"La stigmatisation est une atteinte intolérable aux droits de l’enfant”

Protection des enfants nés des violences sexuelles dans les situations de conflit
Intervention de Mme Sheraz Gasri, Conseillère juridique de la Représentation permanente de la France auprès des Nations unies
Réunion du Conseil de sécurité en format Arria – 26 octobre 2018

La France est fière de co-parrainer avec la Pologne, la Bolivie et l’Allemagne l’Arria de ce jour sur la protection due aux enfants nés de violences sexuelles en temps de conflits. Cette question est au croisement de l’agenda Enfants dans les conflits armés et de l’agenda Femmes, paix et sécurité que la France souhaite continuer de faire progresser avec la Représentante spéciale, Mme Pramila Patten, et l’UNICEF, M. Omar Abdi.

Je souhaite remercier l’ensemble des intervenants pour leur présentation et en particulier Evelyn Amony, pour avoir partagé avec nous son histoire personnelle et les défis qui se sont présentés à elle. Votre engagement doit nous permettre à nous membres des Nations unies et du Conseil de sécurité à prendre cette question à bras le corps.

1/ Les enfants nés de viols dans les conflits armés sont des victimes. Ils sont pourtant associés de manière indélébile à des criminels et cet opprobre va parfois jusqu’à être inscrit dans leur acte de naissance. Cette stigmatisation se poursuit parfois tout au long de l’âge adulte. C’est une atteinte intolérable aux droits de l’enfant et à la dignité humaine.

Ces enfants sont rejetés par leurs communautés, confrontés à la pauvreté, ils souffrent de traumatisme tenace, voire irréparable et sont particulièrement vulnérables à l’exploitation et à l’embrigadement.

Le Docteur Mukwege nous a avertis maintes fois aux Nations unies, et au Conseil de sécurité, dans différents formats : « ces enfants souffrent d’un véritable problème d’identité, de crise existentielle. Une fois les armes en main, ils ne voient que la douleur qu’ils ont vécue toute leur jeunesse. », s’agissant des enfants nés de violences sexuelles qui sont par la suite recrutés comme enfants soldats.

2/ C’est pourquoi ce Conseil doit prendre la mesure de cet enjeu et agir. C’est ce qu’ont déjà fait certaines organisations, comme l’Union africaine. Par exemple, la Commission des droits de l’Homme et des peuples de l’Union africaine a pris en compte cette dimension dans ses lignes directrices sur les violences sexuelles.

Nous aurons quatre pistes d’action à proposer.

-  Premièrement, nous mobiliser pour que les naissances d’enfants nés de viols puissent être enregistrées sans stigmatisation ou discrimination. En Irak, un engagement a été pris pour permettre une transmission de l’identité par la mère aux enfants nés de viols. Cet engagement offrira une protection effective une fois mise en œuvre. Nous appelons aussi à ce que l’enregistrement des naissances soit facilité dans les camps de réfugiés.

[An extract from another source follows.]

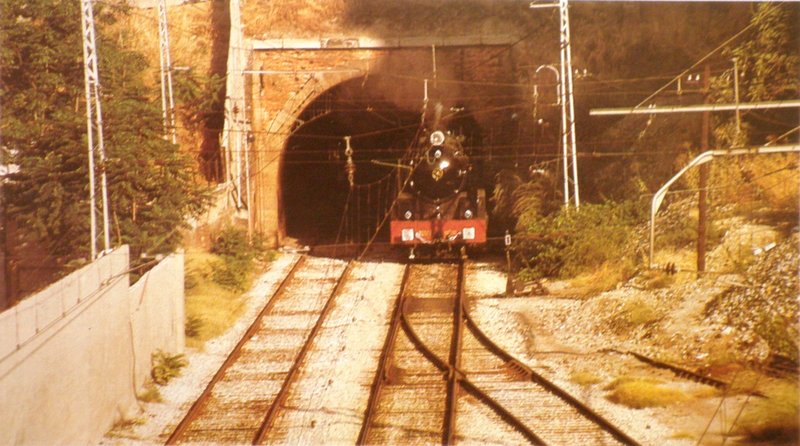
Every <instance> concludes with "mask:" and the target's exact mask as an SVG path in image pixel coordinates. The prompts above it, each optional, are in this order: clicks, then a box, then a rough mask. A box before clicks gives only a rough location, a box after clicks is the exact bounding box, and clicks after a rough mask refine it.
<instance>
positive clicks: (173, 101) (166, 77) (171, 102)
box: [158, 0, 177, 144]
mask: <svg viewBox="0 0 800 446" xmlns="http://www.w3.org/2000/svg"><path fill="white" fill-rule="evenodd" d="M158 44H159V60H160V62H161V116H162V118H163V120H164V137H165V138H166V137H167V136H169V137H171V139H172V143H173V144H176V143H177V135H176V130H175V100H174V98H173V94H172V59H171V58H170V55H169V31H168V29H167V0H158Z"/></svg>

-  Deuxièmement, et c’est un défi : il nous faut combattre la stigmatisation et le rejet des victimes de violences sexuelles et de leurs enfants. Je pense par exemple aux femmes yézidies qui ont osé retourner avec leurs enfants dans leurs communautés. Elles doivent pouvoir compter sur un appui durable de notre part. Nous soutenons à cet égard la Représentante spéciale et l’UNICEF qui font un travail remarquable avec les communautés locales, notamment avec les chefs et leaders religieux.

-  Troisièmement proposition, dans l’intérêt supérieur de l’enfant, un statut de victime doit pouvoir être reconnu aux enfants nés de violences sexuelles. Cela implique qu’ils puissent obtenir des réparations et bénéficier de programmes de protection et d’assistance sociale pour pouvoir se développer. Il faut prendre cela en compte dans le cadre des processus de justice transitionnelle et dans le cadre de l’aide au développement.

-  Quatrièmement et c’est un point essentiel pour nous, il est essentiel de garantir l’accès des femmes et des filles aux services de santé sexuelle et reproductive. Il faut également garantir partout les droits sexuels et reproductifs des femmes et des filles qui doivent avoir le choix de ne pas devenir mère contre leur gré. Nous appelons à une coopération renforcée entre le FNUAP et le bureau de la RSSGNU sur ces questions.

Pour finir, respecter les droits de l’enfant et agir dans l’intérêt supérieur de l’enfant, c’est ce qui doit nous mobiliser et guider le Conseil, notamment dans la perspective de l’anniversaire de la Convention sur les droits de l’enfant. Je vous remercie.